You may have noticed I skipped this week’s WordPress photo challenge. The theme was “merge” and I was very uninspired. I’ve also been dealing with some growing health concerns for the past few weeks with no diagnostic yet. I’ve realized that worry can really put a damper on creativity. Even reading doesn’t bring as much relief as I’d like it to.  :-(

My bookshelf

Mockingjay by Suzanne Collins– What I’m currently reading
Tonight I’ll be starting Mockingjay by Suzanne Collins, the last book of The Hunger Games series. I can’t wait to see how it all wraps up.

– What I recently finished reading
Catching Fire by Suzanne Collins, the sequel to The Hunger Games. Wow, I never saw what happened in the last 30 pages of this book coming. I’m so glad I’m finally reading this series.
 
– What I think I’ll read next
Ray Bradbury’s Dandelion Wine. Eventually I’ll get to it, right?
 
My kids’ bookshelf

Mrs Watson wants your teeth by Allison Mc GheeWhat they’re currently reading
Mrs. Watson Wants Your Teeth by Alison McGhee. On her first day of school a first grader becomes scared after a second grader tells her that her teacher is a 300-year-old alien with a purple tongue who steals baby teeth from her students. And our first grader has a wobbly tooth, oh no!

–  Simply Delicious! by Margaret Mahy. A father tries to take a double-dip-chocolate-chip-and-cherry ice cream cone home to his son, but a whole bunch of jungle animals chase his bike to get to the ice cream first. This is a very funny book, in which you get to say “double-dip-chocolate-chip-and-cherry ice cream cone” about a dozen times. Go ahead, try it.

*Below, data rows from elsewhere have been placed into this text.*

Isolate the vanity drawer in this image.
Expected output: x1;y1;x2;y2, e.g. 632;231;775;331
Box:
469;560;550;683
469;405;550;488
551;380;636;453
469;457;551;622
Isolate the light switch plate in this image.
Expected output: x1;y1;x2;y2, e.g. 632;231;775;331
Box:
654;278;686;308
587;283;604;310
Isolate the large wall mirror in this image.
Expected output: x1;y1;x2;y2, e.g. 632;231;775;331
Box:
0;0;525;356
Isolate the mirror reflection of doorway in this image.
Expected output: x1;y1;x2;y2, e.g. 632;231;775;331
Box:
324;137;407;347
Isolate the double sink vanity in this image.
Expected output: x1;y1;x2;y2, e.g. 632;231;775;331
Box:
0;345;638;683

Fluffy plants a jelly bean by Kate McMullanWhat they recently finished reading
I just discovered the Fluffy book series by Kate McMullan and the kids love the stories. Fluffy is the classroom guinea pig and he’s got a big imagination (and a big ego). Our favorite books so far are:
Fluffy Plants a Jelly Bean: you’d think nothing will grow when you plant a jelly bean, but leave it to Fluffy to actually manage to sprout something out of the ground.
Fluffy Meets the Dinosaurs: Fluffy sneaks in at the Natural History Museum with his class. When he finds out his cousins are rats and mice and his ancestors were skiddish wild cavies, he decides to rewrite history and make the T-Rex his legitimate ancestor. My four-year old asked me to read this book every night for several nights in a row – a big hit.

– What I think they’ll read next
I don’t know but I’m sure it will be good stuff. What about you? Any books you or your kids are reading you’d like to share?